Adictos, enganchados, celestiales

El otro día una señora casi pega a otra por el humo del tabaco. A veces, las paradas de autobús repletas de ancianos son lo más peligroso y violento de la ciudad. “¡Os encarcelen a todos!”, a los fumadores, imagino. “¡Deberían prohibiros fumar en los lugares públicos!”. Maldita moda esta, la de montar marquesinas cuadradas, cubículos de cristal en donde el humo no vuela libre, sí apesta. Fumo. A veces. Quiero dejarlo. Sobre todo porque cuando implanten la nueva ley sería capaz de suicidarme si ni en la discoteca me dejaran encender un cigarro. ¿Cómo bailar La Roux sin un pitillo en la boca? Cada vez fumo menos. Compro cigarrillos sueltos en los badulaques y de vez en cuando me quedo con el paquete de mi novio cuando este va a visitar a sus padres. (Obviamente con paquete no me refiero a lo que muchos estamos pensando, de lo contrario los problemas de las relaciones a distancia estarían solventados desde hace tiempo).

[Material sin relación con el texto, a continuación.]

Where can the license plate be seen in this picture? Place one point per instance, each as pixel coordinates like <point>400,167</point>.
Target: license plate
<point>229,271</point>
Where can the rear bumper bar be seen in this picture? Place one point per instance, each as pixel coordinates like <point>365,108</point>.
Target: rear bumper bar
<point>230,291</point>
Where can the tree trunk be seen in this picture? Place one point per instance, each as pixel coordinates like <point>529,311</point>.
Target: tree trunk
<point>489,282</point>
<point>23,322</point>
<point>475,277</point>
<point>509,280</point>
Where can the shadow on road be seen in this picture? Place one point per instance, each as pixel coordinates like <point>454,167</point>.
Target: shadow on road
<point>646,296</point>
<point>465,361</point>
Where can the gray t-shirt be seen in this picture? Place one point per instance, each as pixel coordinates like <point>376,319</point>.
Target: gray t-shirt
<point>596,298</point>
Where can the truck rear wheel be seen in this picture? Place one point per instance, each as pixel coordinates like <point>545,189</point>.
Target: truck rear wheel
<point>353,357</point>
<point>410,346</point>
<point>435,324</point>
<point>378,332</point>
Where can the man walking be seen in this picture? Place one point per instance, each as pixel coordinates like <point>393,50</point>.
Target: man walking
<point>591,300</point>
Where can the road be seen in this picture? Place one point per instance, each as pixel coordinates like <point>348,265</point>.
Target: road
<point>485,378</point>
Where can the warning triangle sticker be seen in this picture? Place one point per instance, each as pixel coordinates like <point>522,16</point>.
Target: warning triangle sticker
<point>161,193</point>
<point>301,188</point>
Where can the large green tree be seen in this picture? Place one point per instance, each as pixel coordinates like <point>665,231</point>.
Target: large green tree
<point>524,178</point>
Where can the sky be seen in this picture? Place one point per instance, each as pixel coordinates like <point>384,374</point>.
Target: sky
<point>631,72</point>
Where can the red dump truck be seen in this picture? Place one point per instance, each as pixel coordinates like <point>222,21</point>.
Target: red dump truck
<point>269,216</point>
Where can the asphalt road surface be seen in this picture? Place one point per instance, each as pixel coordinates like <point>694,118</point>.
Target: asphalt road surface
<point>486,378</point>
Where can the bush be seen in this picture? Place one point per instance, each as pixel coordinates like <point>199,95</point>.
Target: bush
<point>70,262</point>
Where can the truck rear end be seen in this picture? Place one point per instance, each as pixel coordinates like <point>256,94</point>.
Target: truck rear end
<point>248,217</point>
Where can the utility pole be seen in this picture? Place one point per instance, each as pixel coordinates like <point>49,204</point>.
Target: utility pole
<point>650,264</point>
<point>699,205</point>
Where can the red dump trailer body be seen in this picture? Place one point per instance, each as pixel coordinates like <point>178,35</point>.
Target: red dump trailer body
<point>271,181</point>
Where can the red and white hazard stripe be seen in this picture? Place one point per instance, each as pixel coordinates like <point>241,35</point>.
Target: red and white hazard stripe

Pero reconozcámoslo. Dejarlo es imposible. Abandonar los vicios. Abandonar los miedos, la idiotez, la hipocresía… Eso ocurre en el Vaticano. Ni con los parches celestiales son capaces de erradicar su mala educación. La nicotina es como la cabezonería. Muestra de ello es su reacción ante la muerte de Saramago. Y miren que yo no he leído al autor. Pero sé de su lucha y de su ideología. Y sé también cuánto se han alegrado esos señores amén de que uno de nuestros intelectuales más combativos se haya marchado. ¿Qué os importa? ¿No sabéis que los que os repudiamos somos muchos? Venimos en cajetillas de veinte. Somos tóxicos. Somos ateos. Somos listos… pero a la sociedad sois vosotros los que le provocáis cáncer.